## Cognee GraphRAG with Multimedia files

## Load Data

We will use a few sample multimedia files which we have on GitHub for easy access.

In [1]:
import os
import pathlib

# cognee knowledge graph will be created based on the text
# and description of these files
mp3_file_path = os.path.join(
    os.path.abspath(""),
    "../",
    "examples/data/multimedia/text_to_speech.mp3",
)
png_file_path = os.path.join(
    os.path.abspath(""),
    "../",
    "examples/data/multimedia/example.png",
)

## Set environment variables

In [2]:
import os

if "LLM_API_KEY" not in os.environ:
    os.environ["LLM_API_KEY"] = ""

# "neo4j" or "networkx"
os.environ["GRAPH_DATABASE_PROVIDER"] = "kuzu"
# Not needed if using networkx
# os.environ["GRAPH_DATABASE_URL"]=""
# os.environ["GRAPH_DATABASE_USERNAME"]=""
# os.environ["GRAPH_DATABASE_PASSWORD"]=""

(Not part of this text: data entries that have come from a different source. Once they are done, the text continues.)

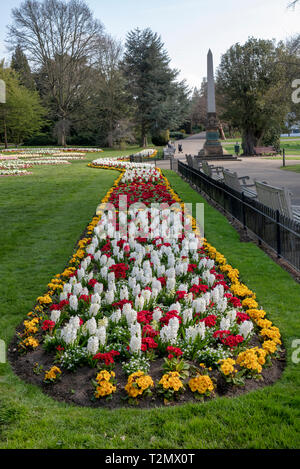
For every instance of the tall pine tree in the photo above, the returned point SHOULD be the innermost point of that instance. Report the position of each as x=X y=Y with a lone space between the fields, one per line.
x=151 y=82
x=20 y=64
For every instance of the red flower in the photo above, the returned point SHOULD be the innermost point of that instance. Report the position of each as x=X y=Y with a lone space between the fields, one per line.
x=180 y=295
x=233 y=340
x=163 y=281
x=148 y=331
x=144 y=316
x=148 y=342
x=92 y=282
x=210 y=320
x=174 y=350
x=106 y=357
x=192 y=267
x=119 y=270
x=48 y=325
x=170 y=314
x=241 y=317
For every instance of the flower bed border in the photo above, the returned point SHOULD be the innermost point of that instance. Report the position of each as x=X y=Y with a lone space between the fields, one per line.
x=211 y=252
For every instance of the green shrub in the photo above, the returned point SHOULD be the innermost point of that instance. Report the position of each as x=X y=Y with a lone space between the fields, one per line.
x=161 y=138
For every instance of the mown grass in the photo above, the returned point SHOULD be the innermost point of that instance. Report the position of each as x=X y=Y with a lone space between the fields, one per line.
x=293 y=167
x=41 y=217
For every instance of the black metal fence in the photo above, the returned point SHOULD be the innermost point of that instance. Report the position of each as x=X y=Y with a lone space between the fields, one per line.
x=280 y=233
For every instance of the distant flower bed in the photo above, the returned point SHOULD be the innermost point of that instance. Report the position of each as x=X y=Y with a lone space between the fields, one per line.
x=128 y=302
x=49 y=151
x=14 y=172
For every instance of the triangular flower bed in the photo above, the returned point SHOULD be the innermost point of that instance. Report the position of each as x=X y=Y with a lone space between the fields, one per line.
x=145 y=320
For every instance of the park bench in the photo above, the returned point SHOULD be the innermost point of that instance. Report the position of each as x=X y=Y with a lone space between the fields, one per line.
x=169 y=153
x=196 y=163
x=278 y=198
x=189 y=160
x=215 y=172
x=239 y=183
x=265 y=150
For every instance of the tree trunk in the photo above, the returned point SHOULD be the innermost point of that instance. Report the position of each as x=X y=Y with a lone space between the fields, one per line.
x=144 y=136
x=221 y=132
x=249 y=141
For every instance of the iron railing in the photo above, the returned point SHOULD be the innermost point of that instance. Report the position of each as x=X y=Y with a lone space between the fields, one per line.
x=277 y=231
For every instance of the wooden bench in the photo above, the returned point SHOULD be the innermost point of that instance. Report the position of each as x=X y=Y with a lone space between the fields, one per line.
x=278 y=198
x=196 y=163
x=189 y=160
x=239 y=183
x=265 y=150
x=215 y=172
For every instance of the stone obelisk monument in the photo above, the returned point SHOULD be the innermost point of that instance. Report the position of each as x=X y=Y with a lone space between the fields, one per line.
x=212 y=148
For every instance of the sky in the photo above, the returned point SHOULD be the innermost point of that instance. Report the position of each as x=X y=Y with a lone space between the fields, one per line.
x=188 y=28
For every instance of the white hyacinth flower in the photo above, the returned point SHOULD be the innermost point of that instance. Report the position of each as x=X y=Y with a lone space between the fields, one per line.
x=245 y=328
x=55 y=315
x=93 y=345
x=91 y=326
x=73 y=302
x=94 y=309
x=101 y=334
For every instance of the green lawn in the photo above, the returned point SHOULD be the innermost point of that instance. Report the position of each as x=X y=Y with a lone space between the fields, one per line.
x=293 y=167
x=41 y=218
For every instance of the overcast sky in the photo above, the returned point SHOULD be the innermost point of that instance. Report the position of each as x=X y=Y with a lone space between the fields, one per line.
x=188 y=28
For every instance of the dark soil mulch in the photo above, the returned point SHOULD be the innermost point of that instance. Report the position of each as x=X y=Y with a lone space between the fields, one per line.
x=77 y=388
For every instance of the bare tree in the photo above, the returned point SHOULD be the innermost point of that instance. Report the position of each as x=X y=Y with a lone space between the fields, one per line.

# "pgvector", "qdrant", "weaviate" or "lancedb"
os.environ["VECTOR_DB_PROVIDER"] = "lancedb"
# Not needed if using "lancedb" or "pgvector"
# os.environ["VECTOR_DB_URL"]=""
# os.environ["VECTOR_DB_KEY"]=""

# Relational Database provider "sqlite" or "postgres"
os.environ["DB_PROVIDER"] = "sqlite"

# Database name
os.environ["DB_NAME"] = "cognee_db"

# Postgres specific parameters (Only if Postgres or PGVector is used)
# os.environ["DB_HOST"]="127.0.0.1"
# os.environ["DB_PORT"]="5432"
# os.environ["DB_USERNAME"]="cognee"
# os.environ["DB_PASSWORD"]="cognee"

In [3]:
import cognee
print(cognee.__version__)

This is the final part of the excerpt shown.